NEUHOF Eine Ära geht zu Ende

Friseurmeister Heinz Conradi: Mit 84 wird die Schere an den Nagel gehängt

23.07.20 - "Heinz Conradi gehört zu Neuhof wie der Kaliberg" - dieser Aussage würden viele Kunden des Friseurmeisters sofort zustimmen. Der Herren- und Frauensalon in Neuhof (Landkreis Fulda) wird seit 1965 selbstständig von dem heute 84-Jährigen geführt. 2020 ist Schluss, aber nicht aus Altersgründen - "Corona ist Schuld". 

Aus privaten Gründen führte ihn der Weg nach Neuhof. "Das ist jetzt über 60 Jahre her. Acht Jahre später habe ich mich dann selbstständig gemacht und den Laden am Lindenplatz von den Vorbesitzern übernommen", erklärt er im Gespräch mit OSTHESSEN|NEWS.

Musikalische Begeisterung lässt Conradi nicht los 

Neben der Tätigkeit als Friseur habe ihn das Interesse an der Musik stets begleitet. "Ich habe über 30 Jahre Musik gemacht und Trompete in einer Band gespielt." Wie kam es dann, dass er sich für das Friseurhandwerk entschied? "Ich bin Jahrgang 1936. Damals war nach dem Krieg das Geld knapp und ich wollte eigentlich studieren - vielleicht am Konservatorium - das hat dann aber nicht funktioniert." Vom damaligen Wohnort Kassel ging es nach Gersfeld in die Rhön. "Dort gab es aber leider wenig Möglichkeiten."

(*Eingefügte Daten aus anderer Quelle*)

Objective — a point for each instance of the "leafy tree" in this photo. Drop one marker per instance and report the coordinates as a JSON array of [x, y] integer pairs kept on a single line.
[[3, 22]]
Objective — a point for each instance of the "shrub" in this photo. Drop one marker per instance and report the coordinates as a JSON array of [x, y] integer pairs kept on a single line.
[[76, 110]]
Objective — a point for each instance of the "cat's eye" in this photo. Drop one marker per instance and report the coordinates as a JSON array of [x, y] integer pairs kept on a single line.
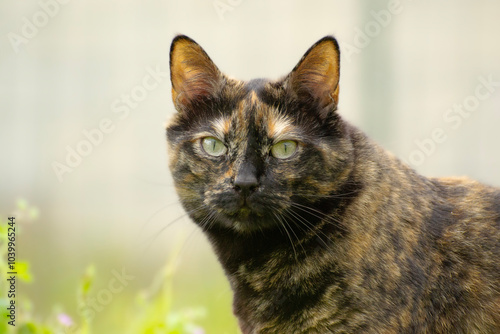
[[213, 146], [284, 149]]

"Ich habe aus der Not heraus den Beruf des Friseurs gelernt"

In diesem Salon (Am Lindenplatz) machte Conradi 1957 seine Ausbildung - 1965 übernahm ...Fotos: Privat (6)

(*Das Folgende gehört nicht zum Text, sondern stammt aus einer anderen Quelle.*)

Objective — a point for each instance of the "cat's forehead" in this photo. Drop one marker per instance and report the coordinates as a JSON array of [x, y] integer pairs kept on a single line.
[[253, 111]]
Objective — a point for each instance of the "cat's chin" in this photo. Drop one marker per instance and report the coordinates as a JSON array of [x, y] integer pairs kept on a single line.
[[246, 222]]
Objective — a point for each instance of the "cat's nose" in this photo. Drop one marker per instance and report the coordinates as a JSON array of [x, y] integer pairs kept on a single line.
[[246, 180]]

1956. Heinz Conradi träumte von einem Musikstudium, aber entschied sich für eine ...

Aus der Not heraus habe er sich daraufhin dafür entschieden, den Beruf des Friseurs zu erlernen. "Es war also anfangs keine Leidenschaft, das entwickelte sich erst später." Im Jahr 1953 begann er schließlich seine Lehre in Gersfeld, drei Jahre später ging er für ein Jahr nach Düsseldorf, bis es ihn anschließend in die Kaligemeinde zog. 

Auch in Düsseldorf beschäftigte ihn die Musik: "Mein Onkel war Kammermusiker in Wuppertal." Einmal hieß es in einem Gespräch: "Du bist über Mitte zwanzig – bist du anfängst zu studieren, will dich kein Orchester mehr haben. Mach deinen Friseur weiter und musiziere nebenbei." Und so kam es dann auch: Im Jahr 1962 legte er seine Meisterprüfung ab, übernahm 1965 den Laden eines älteren Ehepaares und bildete über 20 Lehrlinge aus. 2000 folgte der Standortwechsel in die Fuldaer Straße. Währenddessen wurde am Wochenende immer Musik gemacht in den amerikanischen Clubs in Fulda. "Dort wurde richtig moderne Jazz-Musik gespielt. Das waren schöne Zeiten."

Rentenalter erreicht: "Ich fange gerade erst an"

In 2015 bekam Conradi den Goldenen Meisterbrief zu seinem 50. Berufsjubiläum ...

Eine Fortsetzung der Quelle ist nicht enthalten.